Speaking of which, can you name some books on Aikijutsu and Aikido I could read? I would really appeciate it. :asian:


----------



## Kempojujutsu (Feb 15, 2003)

There are not too many books on Aikijutsu out there. I have seen one at most of the book stores, but it was pretty thin and did,t have much to it. On aikido there are several I have seen.

The Sphere of Aikido-A very thick book has a lot of cool drawings of the movements being done. The book I seen had a hard cover so it was pricey, $35 at less or more. 

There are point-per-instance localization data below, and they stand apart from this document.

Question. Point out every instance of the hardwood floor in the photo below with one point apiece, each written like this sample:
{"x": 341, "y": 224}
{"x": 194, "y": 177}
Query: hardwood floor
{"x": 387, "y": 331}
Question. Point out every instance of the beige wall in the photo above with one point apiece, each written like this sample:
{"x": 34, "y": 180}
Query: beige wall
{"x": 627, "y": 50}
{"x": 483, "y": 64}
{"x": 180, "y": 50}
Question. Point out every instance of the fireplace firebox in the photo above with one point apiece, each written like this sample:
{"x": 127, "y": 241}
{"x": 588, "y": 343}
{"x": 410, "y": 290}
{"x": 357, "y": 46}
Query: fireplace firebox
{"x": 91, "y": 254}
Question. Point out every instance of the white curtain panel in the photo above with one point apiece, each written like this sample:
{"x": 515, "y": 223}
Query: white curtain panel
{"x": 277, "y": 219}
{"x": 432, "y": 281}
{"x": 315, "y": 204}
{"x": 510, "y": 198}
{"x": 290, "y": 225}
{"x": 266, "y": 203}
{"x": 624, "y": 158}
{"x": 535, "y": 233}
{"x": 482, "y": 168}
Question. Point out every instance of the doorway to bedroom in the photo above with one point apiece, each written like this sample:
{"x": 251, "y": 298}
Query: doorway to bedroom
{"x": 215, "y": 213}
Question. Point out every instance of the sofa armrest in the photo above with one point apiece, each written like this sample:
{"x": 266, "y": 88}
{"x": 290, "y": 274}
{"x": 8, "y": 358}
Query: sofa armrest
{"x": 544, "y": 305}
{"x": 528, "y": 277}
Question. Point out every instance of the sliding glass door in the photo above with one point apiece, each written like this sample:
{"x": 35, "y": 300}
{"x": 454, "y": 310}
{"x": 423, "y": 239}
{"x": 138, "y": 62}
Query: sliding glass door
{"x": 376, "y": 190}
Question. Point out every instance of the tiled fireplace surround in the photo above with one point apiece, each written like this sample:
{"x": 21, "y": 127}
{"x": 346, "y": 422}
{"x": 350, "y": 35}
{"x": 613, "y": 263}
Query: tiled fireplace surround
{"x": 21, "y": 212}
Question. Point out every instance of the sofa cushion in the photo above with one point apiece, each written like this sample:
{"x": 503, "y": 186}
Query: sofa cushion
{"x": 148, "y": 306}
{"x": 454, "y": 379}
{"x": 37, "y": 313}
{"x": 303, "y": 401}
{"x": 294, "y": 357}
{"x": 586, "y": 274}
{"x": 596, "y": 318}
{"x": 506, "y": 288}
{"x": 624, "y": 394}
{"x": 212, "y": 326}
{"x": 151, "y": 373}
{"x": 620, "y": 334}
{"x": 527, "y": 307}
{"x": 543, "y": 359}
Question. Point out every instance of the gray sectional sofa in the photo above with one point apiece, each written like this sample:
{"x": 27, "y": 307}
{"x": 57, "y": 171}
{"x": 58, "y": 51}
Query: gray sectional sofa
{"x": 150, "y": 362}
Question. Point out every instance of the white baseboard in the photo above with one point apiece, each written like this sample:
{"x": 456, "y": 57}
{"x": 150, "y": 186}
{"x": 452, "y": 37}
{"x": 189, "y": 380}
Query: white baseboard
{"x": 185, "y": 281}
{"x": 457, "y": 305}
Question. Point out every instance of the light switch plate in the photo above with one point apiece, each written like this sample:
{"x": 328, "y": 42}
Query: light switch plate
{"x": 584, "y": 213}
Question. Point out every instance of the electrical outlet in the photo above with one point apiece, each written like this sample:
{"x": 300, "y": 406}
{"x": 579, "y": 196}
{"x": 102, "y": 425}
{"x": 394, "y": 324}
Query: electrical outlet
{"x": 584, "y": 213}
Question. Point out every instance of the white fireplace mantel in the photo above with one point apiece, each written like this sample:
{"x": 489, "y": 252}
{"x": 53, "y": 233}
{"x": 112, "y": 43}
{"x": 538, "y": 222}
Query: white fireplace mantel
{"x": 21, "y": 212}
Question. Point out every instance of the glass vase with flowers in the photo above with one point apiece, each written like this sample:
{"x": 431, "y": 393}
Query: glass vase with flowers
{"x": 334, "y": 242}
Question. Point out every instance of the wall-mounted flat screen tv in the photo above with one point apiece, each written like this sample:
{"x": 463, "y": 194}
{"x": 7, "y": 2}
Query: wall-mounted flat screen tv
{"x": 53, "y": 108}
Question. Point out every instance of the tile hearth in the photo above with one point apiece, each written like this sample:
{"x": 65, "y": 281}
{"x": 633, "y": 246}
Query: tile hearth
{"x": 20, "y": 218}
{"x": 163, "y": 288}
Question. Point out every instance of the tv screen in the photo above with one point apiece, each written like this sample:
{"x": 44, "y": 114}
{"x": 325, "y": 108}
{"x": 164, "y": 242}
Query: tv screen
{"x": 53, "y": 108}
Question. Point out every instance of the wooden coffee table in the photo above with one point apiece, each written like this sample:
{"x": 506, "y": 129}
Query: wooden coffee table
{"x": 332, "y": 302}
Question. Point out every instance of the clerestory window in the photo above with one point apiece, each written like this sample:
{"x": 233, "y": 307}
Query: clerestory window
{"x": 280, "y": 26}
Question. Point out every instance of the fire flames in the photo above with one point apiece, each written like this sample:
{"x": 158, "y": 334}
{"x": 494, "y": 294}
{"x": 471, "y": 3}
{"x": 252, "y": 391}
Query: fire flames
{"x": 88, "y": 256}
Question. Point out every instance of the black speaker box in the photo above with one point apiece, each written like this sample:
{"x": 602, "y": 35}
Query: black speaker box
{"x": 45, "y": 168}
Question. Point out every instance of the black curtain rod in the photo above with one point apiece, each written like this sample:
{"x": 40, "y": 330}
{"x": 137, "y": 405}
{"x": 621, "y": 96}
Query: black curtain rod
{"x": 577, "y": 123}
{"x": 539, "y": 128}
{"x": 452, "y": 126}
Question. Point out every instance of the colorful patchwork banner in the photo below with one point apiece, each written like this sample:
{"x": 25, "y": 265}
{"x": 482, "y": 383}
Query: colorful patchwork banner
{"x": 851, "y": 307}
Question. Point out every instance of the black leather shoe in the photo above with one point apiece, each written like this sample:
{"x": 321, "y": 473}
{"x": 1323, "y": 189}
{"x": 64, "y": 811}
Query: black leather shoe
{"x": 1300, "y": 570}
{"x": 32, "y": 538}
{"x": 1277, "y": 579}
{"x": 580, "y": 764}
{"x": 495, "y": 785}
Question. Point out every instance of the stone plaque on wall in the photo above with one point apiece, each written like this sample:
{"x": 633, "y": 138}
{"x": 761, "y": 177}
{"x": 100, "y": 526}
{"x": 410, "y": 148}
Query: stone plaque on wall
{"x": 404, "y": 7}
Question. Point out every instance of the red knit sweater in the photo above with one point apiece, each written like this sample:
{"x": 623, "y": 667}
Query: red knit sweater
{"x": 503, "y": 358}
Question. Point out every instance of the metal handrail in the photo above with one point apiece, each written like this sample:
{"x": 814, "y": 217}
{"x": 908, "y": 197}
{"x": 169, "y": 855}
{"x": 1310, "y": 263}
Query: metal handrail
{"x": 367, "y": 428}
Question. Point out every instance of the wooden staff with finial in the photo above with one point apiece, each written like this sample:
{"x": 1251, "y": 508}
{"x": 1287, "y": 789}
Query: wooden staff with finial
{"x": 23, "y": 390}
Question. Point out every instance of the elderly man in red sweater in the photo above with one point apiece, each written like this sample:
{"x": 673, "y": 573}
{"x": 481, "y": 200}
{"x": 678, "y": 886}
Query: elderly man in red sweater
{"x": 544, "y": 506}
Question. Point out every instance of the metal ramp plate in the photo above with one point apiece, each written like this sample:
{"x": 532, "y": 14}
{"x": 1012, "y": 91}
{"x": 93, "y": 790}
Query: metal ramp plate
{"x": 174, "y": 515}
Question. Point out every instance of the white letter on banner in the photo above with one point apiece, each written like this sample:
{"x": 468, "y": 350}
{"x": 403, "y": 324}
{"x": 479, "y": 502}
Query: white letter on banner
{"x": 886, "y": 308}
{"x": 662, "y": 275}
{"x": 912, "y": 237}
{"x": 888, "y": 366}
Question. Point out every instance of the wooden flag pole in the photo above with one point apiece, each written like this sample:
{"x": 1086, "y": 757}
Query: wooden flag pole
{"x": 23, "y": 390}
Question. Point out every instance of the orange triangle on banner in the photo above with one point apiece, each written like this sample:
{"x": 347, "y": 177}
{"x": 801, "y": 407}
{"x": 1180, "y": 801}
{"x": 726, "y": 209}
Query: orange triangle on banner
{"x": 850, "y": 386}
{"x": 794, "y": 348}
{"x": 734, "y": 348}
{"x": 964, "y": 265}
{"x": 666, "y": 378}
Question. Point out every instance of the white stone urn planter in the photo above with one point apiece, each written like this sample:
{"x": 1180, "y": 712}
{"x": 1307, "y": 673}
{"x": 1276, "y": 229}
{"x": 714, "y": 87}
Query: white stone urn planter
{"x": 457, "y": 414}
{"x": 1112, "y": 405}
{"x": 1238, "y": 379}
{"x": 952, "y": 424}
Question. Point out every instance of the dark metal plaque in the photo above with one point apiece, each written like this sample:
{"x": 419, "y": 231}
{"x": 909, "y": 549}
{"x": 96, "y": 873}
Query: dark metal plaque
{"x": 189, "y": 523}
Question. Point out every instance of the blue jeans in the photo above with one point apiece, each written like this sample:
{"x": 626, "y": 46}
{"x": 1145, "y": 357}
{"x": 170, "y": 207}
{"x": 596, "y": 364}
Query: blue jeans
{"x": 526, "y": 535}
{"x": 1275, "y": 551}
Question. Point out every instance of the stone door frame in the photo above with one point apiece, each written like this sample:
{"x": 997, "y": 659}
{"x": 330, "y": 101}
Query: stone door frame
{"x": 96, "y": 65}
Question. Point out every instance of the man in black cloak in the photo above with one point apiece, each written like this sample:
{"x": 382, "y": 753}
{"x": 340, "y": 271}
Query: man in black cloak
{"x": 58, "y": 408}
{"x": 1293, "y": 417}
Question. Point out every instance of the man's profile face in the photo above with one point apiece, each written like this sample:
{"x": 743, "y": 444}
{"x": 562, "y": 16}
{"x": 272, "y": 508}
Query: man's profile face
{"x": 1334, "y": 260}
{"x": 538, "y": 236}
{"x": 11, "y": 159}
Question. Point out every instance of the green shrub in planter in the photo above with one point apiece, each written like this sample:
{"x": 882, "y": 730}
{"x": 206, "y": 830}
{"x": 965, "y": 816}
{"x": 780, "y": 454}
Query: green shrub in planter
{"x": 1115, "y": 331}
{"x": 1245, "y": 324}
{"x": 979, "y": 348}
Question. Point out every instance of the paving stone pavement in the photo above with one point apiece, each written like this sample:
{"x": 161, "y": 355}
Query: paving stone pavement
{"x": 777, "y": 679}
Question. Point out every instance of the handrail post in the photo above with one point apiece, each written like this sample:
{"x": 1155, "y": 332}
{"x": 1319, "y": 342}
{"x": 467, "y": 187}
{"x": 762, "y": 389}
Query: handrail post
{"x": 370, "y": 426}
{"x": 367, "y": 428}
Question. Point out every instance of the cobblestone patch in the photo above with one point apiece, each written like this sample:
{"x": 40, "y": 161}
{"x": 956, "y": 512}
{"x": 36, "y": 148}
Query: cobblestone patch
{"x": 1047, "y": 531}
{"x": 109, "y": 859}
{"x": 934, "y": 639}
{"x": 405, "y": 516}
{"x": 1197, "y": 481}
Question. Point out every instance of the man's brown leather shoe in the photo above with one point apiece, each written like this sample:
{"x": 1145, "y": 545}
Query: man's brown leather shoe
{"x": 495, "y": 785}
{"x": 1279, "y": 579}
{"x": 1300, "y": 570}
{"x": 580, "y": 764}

Morihei Ueshiba Budo Teachings of the Founder of Aikido-This book I do have. Most of pictures are of Ueshiba in it doing different techniques. Has history of Aikido in it. Has 131 pages, hard cover book. Cost $19.00
Bob  :asian:


----------



## Shinobi (Feb 15, 2003)

Right on. Thanks Bob. 

:asian:


----------



## brothershaw (Feb 22, 2003)

I believe aikijujutsu may also rely more on offbalancing to perform the technique which may also require or include atemi. Jujutsu depending on the style may focus less lon the offbalancing aspect prior to performing the lock or throw.  Aikido on the other hand generally speaking doenst prefer to use atemi (strikes) they generally prefer to use the oppenents initial momentum.
    Withaikijujutsu, aikido, and jujutsu alll being variations of the same stuff joint locks and throws, from my limited experience i would say aikijujutsu is in practice the middle ground between aikido and jujutsu although the parent art.
In other words  aikido focusing more on the off balancing and "softer" aspects, plus some reliigious stuff blended in, and jujutsu depending on the school going the other way, but there is still alot of overlap, and probably mainly variation in how particular locks, throws and techniques are executed.


----------



## James Kovacich (Feb 23, 2003)

> _Originally posted by Judo-kid _
> *no, Jujutsu is the mother.
> 
> I believe you are a little bit confused. *



Without verifying first. I beleive that Aiki Jutsu is the mother art of all Jutsu arts. Others such as Aikido and Judo came from Jujutsu though.


----------